This work addresses the challenge of effectively characterizing personalized health states from low-level wearable sensor signals, which is hindered by substantial inter-individual variability and scarce labeled data. To this end, the authors develop a foundation model for wearable health data, pretrained on over 5 million participants and more than one trillion minutes of unlabeled time-series data. By synergistically scaling model and data size, leveraging few-shot transfer learning, and employing an embedding-driven predictive architecture—augmented for the first time with a large language model (LLM) agent to automatically optimize prediction heads—the approach enables context-aware, generative estimation of health metrics. Evaluated across 35 tasks spanning cardiovascular, metabolic, sleep, and mental health domains, the method demonstrates consistent performance gains. In assessments by 1,860 clinicians, the resulting personal health agent exhibited responses that were more relevant, safer, and better grounded in contextual understanding.

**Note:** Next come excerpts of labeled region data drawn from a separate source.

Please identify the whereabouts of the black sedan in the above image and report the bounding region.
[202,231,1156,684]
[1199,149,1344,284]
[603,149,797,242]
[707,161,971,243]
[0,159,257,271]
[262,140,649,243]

While ubiquitous wearable sensors capture a wealth of behavioral and physiological information, effectively transforming these signals into personalized health insights is challenging. Specifically, converting low-level sensor data into representations capable of characterizing higher-level states is difficult due to high phenotypic diversity and variation in individual baseline health, physiology, and lifestyle factors. Moreover, collecting wearable data paired with health outcome annotations is laborious and expensive, and retrospective annotation remains practically unfeasible, contributing to a scarcity of data with high-quality labels. To overcome these limitations, we propose a foundation model for wearable health that is pretrained on more than one trillion minutes of unlabeled sensor signals drawn from a large cohort of five million participants. We demonstrate that the joint scaling of model capacity and pretraining data volume leads to systematic improvements in performance, as evaluated on a diverse set of 35 health prediction tasks, spanning cardiovascular, metabolic, sleep, and mental health, as well as lifestyle choices and demographic factors. We find that this population scale representation unlocks label-efficient few-shot learning and generative capabilities for robust daily metric estimation. To further leverage this learned representation, we deploy a classroom of LLM agents to autonomously search the space of downstream predictive heads built on the model embeddings, showing broad performance improvements that increase with LLM model capacity. Finally, we show how integrating these downstream predictors into a Personal Health Agent can support model responses that are more relevant, contextually aware, and safe, and we validate this via 1,860 ratings from a cohort of clinicians.